Methods: This quasi–experimental study employed a pretest–posttest design with a control group. The statistical population consisted of mothers of children with cochlear implants who referred to hearing training clinics in Yazd city, Iran. Thirty eligible volunteers from the population were randomly selected, with 15 assigned to the intervention group and 15 to the control group. The inclusion criteria for the study were as follows: mothers of children with cochlear implants, not using other treatment methods such as behavioral therapy, and not using medication. The exclusion criteria were as follows: participants who were absent from a training session and did not complete the questionnaire during the study. Each family completed a consent form to participate in the study. The happiness variable scores were compared using the Oxford Happiness Questionnaire (Argyle et al., 1989) before and after the emotion regulation training. Individuals in the intervention group received eight 90–minute emotion regulation training sessions twice a week in a group setting over four weeks. However, no therapy was provided to the control group. In the present study, individuals were assured that their information would remain confidential and that their data would be analyzed in a group setting. Data analysis was performed in SPSS version 17. In the descriptive statistics section, the mean and standard deviation of the scores related to the variables were extracted. Then, in the inferential statistics section, data analysis was performed using the analysis of covariance statistical test. The significance level of the tests was set at 0.05.

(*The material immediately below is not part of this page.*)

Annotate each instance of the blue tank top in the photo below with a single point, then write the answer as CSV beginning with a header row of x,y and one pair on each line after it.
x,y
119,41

Results: After adjusting for the pretest effect between the intervention group receiving emotion regulation training and the control group without any intervention, there was a significant difference in the mean of the happiness variable in the posttest (p<0.001). The results related to the effect size indicated that 58% of the difference between the intervention group and the control group in the happiness component was due to the emotion regulation group training.
Conclusion: The present study's results indicate that eight 90–minute group emotion regulation training sessions improve the happiness of mothers with cochlear–implanted children. Furthermore, group emotion regulation training can be used as a complementary treatment alongside other methods to address depression in mothers with cochlear implants.